On me destinait à l’enseignement, alors que je voulais plutôt me cloîtrer. Peut-être aurais-je étouffé, que sais-je ? C’est étrange, la vie ; il faut l’aimer envers et contre tout. Je regrette, en fait, parce que j’ai fait du mal. Mes parents ont souffert ; beaucoup. Ils sont partis un soir par le train de nuit, comme moi la veille. Ils n’ont pas dû dormir.
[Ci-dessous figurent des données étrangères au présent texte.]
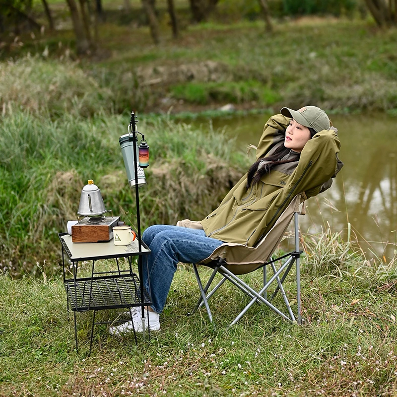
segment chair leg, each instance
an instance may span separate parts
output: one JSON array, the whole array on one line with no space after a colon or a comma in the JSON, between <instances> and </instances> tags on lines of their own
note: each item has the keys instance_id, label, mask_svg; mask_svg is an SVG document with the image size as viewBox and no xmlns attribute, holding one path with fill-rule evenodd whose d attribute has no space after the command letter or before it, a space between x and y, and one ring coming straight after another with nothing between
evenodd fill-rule
<instances>
[{"instance_id":1,"label":"chair leg","mask_svg":"<svg viewBox=\"0 0 397 397\"><path fill-rule=\"evenodd\" d=\"M299 225L298 213L294 214L294 230L295 232L295 250L299 251ZM302 308L301 307L301 268L299 256L296 258L296 301L298 304L298 324L302 324Z\"/></svg>"},{"instance_id":2,"label":"chair leg","mask_svg":"<svg viewBox=\"0 0 397 397\"><path fill-rule=\"evenodd\" d=\"M291 263L293 263L293 262L294 261L292 261ZM277 272L277 270L276 270L275 266L274 266L274 264L271 264L271 268L273 269L273 272L275 274L275 273ZM280 291L281 291L281 295L282 295L282 298L283 299L284 299L284 302L285 303L285 305L287 306L287 310L288 311L288 313L289 313L291 320L293 322L295 321L295 316L294 316L293 313L292 313L292 310L291 309L291 305L289 304L288 298L287 298L287 295L285 293L285 291L284 290L284 287L282 286L282 283L280 280L280 278L278 277L278 276L276 277L276 280L277 280L277 283L278 284L278 287L280 288Z\"/></svg>"},{"instance_id":3,"label":"chair leg","mask_svg":"<svg viewBox=\"0 0 397 397\"><path fill-rule=\"evenodd\" d=\"M288 275L288 273L289 273L289 271L291 270L291 268L292 267L292 265L293 265L294 263L293 262L291 262L289 266L287 267L287 269L284 272L284 274L282 275L282 277L281 277L281 284L284 282L284 280L286 278L287 276ZM277 286L274 292L273 293L273 295L271 295L271 299L272 299L276 295L277 293L278 292L278 290L280 289L278 285Z\"/></svg>"},{"instance_id":4,"label":"chair leg","mask_svg":"<svg viewBox=\"0 0 397 397\"><path fill-rule=\"evenodd\" d=\"M296 258L296 301L298 304L298 324L302 324L301 307L301 272L299 258Z\"/></svg>"},{"instance_id":5,"label":"chair leg","mask_svg":"<svg viewBox=\"0 0 397 397\"><path fill-rule=\"evenodd\" d=\"M212 316L211 314L211 311L209 310L209 306L208 306L208 302L207 301L207 297L205 296L205 292L204 291L204 288L202 287L202 284L201 284L201 280L200 279L200 276L198 275L198 271L197 270L197 266L196 266L196 264L193 265L193 268L195 270L195 274L196 275L196 278L197 279L197 282L198 284L198 287L200 288L200 292L201 292L201 297L202 298L202 300L204 301L204 305L205 306L205 309L207 311L207 313L208 314L208 317L209 318L209 322L210 323L212 323Z\"/></svg>"},{"instance_id":6,"label":"chair leg","mask_svg":"<svg viewBox=\"0 0 397 397\"><path fill-rule=\"evenodd\" d=\"M223 276L230 281L232 284L236 286L238 288L241 289L244 293L247 294L250 298L254 298L255 295L253 295L248 289L245 288L242 285L239 284L239 283L235 281L231 277L229 277L227 274L223 274Z\"/></svg>"},{"instance_id":7,"label":"chair leg","mask_svg":"<svg viewBox=\"0 0 397 397\"><path fill-rule=\"evenodd\" d=\"M195 266L196 265L194 265L194 266ZM212 283L212 281L214 279L214 277L215 277L215 276L216 274L217 271L218 271L218 267L217 267L214 269L212 273L211 274L211 276L209 277L209 279L208 280L208 281L207 281L207 283L205 285L205 288L204 288L204 292L205 293L205 294L207 293L207 291L208 291L209 287L211 286L211 284ZM209 299L210 296L211 295L212 295L212 294L213 293L213 292L215 292L216 289L217 289L222 285L221 283L220 283L220 285L218 284L215 287L213 292L211 292L211 293L208 295L208 296L207 297L207 300ZM203 304L202 297L200 296L200 297L198 298L198 301L197 302L197 304L196 305L196 307L195 307L195 308L193 309L193 311L191 313L191 314L193 314L196 312L196 311L198 309L199 307L201 307L202 306L202 304Z\"/></svg>"},{"instance_id":8,"label":"chair leg","mask_svg":"<svg viewBox=\"0 0 397 397\"><path fill-rule=\"evenodd\" d=\"M218 283L218 284L216 285L215 288L207 295L207 300L208 300L219 289L220 286L222 285L222 284L223 284L223 283L225 282L225 281L227 279L224 276L223 277L223 278ZM205 289L204 288L204 289L205 290ZM199 300L201 301L201 303L198 305L199 309L201 308L204 304L204 302L203 301L201 297L200 297ZM195 312L196 310L196 308L195 308L195 310L193 311L193 313Z\"/></svg>"},{"instance_id":9,"label":"chair leg","mask_svg":"<svg viewBox=\"0 0 397 397\"><path fill-rule=\"evenodd\" d=\"M244 308L241 313L234 319L234 320L233 320L233 322L230 325L231 326L235 324L245 314L247 311L248 310L248 309L252 306L252 305L253 305L258 299L265 303L266 306L268 306L277 314L279 314L286 320L290 321L290 319L288 318L288 317L287 317L284 313L280 312L276 307L274 306L269 302L265 299L262 295L266 290L266 289L268 288L269 285L270 285L270 284L273 282L273 281L275 279L276 277L284 270L284 269L285 268L285 267L287 267L287 266L288 266L289 264L289 261L287 261L285 263L284 263L284 265L283 265L277 271L276 274L271 277L270 280L269 280L269 281L266 283L266 285L265 285L259 293L253 290L249 285L248 285L242 280L241 280L235 274L233 274L233 273L231 271L229 271L224 266L221 266L220 267L220 269L222 271L222 273L225 273L227 275L229 275L232 278L233 278L235 281L240 284L240 285L243 285L248 291L249 291L250 292L254 295L254 298L245 307L245 308Z\"/></svg>"}]
</instances>

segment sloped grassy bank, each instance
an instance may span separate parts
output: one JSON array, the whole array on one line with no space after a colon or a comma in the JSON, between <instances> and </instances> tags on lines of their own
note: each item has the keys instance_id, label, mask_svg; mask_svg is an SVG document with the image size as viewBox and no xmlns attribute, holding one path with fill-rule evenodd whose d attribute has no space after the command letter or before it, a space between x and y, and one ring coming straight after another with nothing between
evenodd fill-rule
<instances>
[{"instance_id":1,"label":"sloped grassy bank","mask_svg":"<svg viewBox=\"0 0 397 397\"><path fill-rule=\"evenodd\" d=\"M89 357L92 315L77 314L77 354L62 279L39 268L21 280L0 274L0 396L395 396L396 263L370 266L329 231L305 241L303 326L258 304L227 329L248 302L227 283L210 300L216 329L203 311L187 317L198 289L186 265L150 342L137 347L133 335L97 326ZM291 275L284 287L296 312ZM261 278L245 276L257 286ZM97 321L117 315L100 311Z\"/></svg>"},{"instance_id":2,"label":"sloped grassy bank","mask_svg":"<svg viewBox=\"0 0 397 397\"><path fill-rule=\"evenodd\" d=\"M94 180L107 208L135 224L119 144L130 117L64 114L52 121L15 110L0 134L1 266L16 275L59 254L57 233L76 218L81 190ZM147 185L141 188L143 228L200 219L242 175L247 155L220 132L198 131L166 118L143 121L150 148Z\"/></svg>"}]
</instances>

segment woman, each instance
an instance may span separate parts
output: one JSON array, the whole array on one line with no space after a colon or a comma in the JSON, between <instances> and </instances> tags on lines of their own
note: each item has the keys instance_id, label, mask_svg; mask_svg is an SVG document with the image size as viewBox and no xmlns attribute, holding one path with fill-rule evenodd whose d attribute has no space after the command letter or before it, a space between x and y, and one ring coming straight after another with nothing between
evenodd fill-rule
<instances>
[{"instance_id":1,"label":"woman","mask_svg":"<svg viewBox=\"0 0 397 397\"><path fill-rule=\"evenodd\" d=\"M337 134L319 108L283 108L265 125L256 162L216 209L199 222L185 220L145 231L142 240L151 253L148 274L143 266L143 282L148 291L150 278L152 331L160 329L160 314L179 262L199 262L224 242L253 246L297 194L308 198L331 187L343 166L337 156ZM141 331L140 308L132 308L132 314L135 331ZM109 329L114 334L132 330L131 321Z\"/></svg>"}]
</instances>

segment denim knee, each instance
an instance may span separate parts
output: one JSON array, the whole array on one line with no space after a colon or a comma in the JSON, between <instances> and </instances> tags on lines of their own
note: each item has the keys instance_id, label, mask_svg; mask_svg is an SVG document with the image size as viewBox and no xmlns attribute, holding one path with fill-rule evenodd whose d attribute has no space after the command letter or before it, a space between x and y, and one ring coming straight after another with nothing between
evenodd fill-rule
<instances>
[{"instance_id":1,"label":"denim knee","mask_svg":"<svg viewBox=\"0 0 397 397\"><path fill-rule=\"evenodd\" d=\"M153 239L155 237L156 237L156 235L158 233L158 226L159 225L153 225L153 226L149 226L149 227L148 227L147 229L146 229L145 231L143 232L143 234L142 235L142 240L143 240L143 242L148 247L150 245L152 241L153 241Z\"/></svg>"}]
</instances>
On leur avait dit : « votre fille a été retrouvée étendue, sans coup, sans blessure, inerte. » Moi qui croyais que je les dérangeais ; je les ai vus – est-ce cela, je ne sais ; il faut relire Sartre et son Huis-clos – je les ai vus faire leur petit bagage, aller à la gare de Lyon, monter dans les couchettes. Sans se parler, comme d’habitude ; mais, se parlaient-ils encore ? Quelqu’un avait été mandaté pour les accompagner : celle qui se met à ma place aujourd’hui. Je la remercie.

La nuit fut longue ; le réveil, totalement glauque. 6h30 du matin, une gare de je ne sais quoi, perdue entre un lac artificiel et une montagne, dans une rue sans fin où l’ennui trompe avec les cigales endormies. Tout respirait la fin. Même la gendarmerie était irréelle ; on épela mon nom, refit le registre civil de mes parents, évoqua une mort subite, puis il fallut passer à côté. Et là, ce fut le coup de grâce : je compris trop tard – pouvais-je comprendre, je ne sais – que j’étais aimée. Vous voyez, c’est ça le problème : l’amour se dit, l’amour se montre, en retrait, pas en possessivité. Sinon, c’est l’inceste. Oui, je ne plaisante pas. Le latin nous le dit : incestueux vient de incastus, « le désordonné, le mal rangé, le a-syntaxique », ce qui ne peut se dire, ne peut s’orienter de façon juste… et cela finit parfois dans la déviance. Moi, on m’avait laissée tranquille, mais c’était limite, je le sentais bien. Trop de tendresse qui exprimait un manque ; trop de complicité qui cherchait un appui. Ils étaient deux, et je n’arrivais pas à faire le lien entre eux. J’étais le bébé de l’inespéré, la fille qui vient après la mère perdue, autrefois, pendant la guerre ; le cerveau qui comprend, qui lit dans les âmes et comble les folies. On me racontait des carambistouilles, des félonies, des attentes ; je ne pouvais pas porter cela, ce n’était pas à moi de porter cela. Comme partout ailleurs en bourgeoisie, on était en situation d’inceste. Et ça, l’Église, les églises n’avaient pas vu venir, ils croyaient tous que l’argent fait le capital pour vivre, que le Seigneur se satisfait de nos aumônes, que le catéchisme répond à toutes les questions et que « la messe est dite pour toujours ». Ils me disaient : « on est libre, intelligent, éclairé, tolérant ; prends ta vie en main, ça ira mieux. »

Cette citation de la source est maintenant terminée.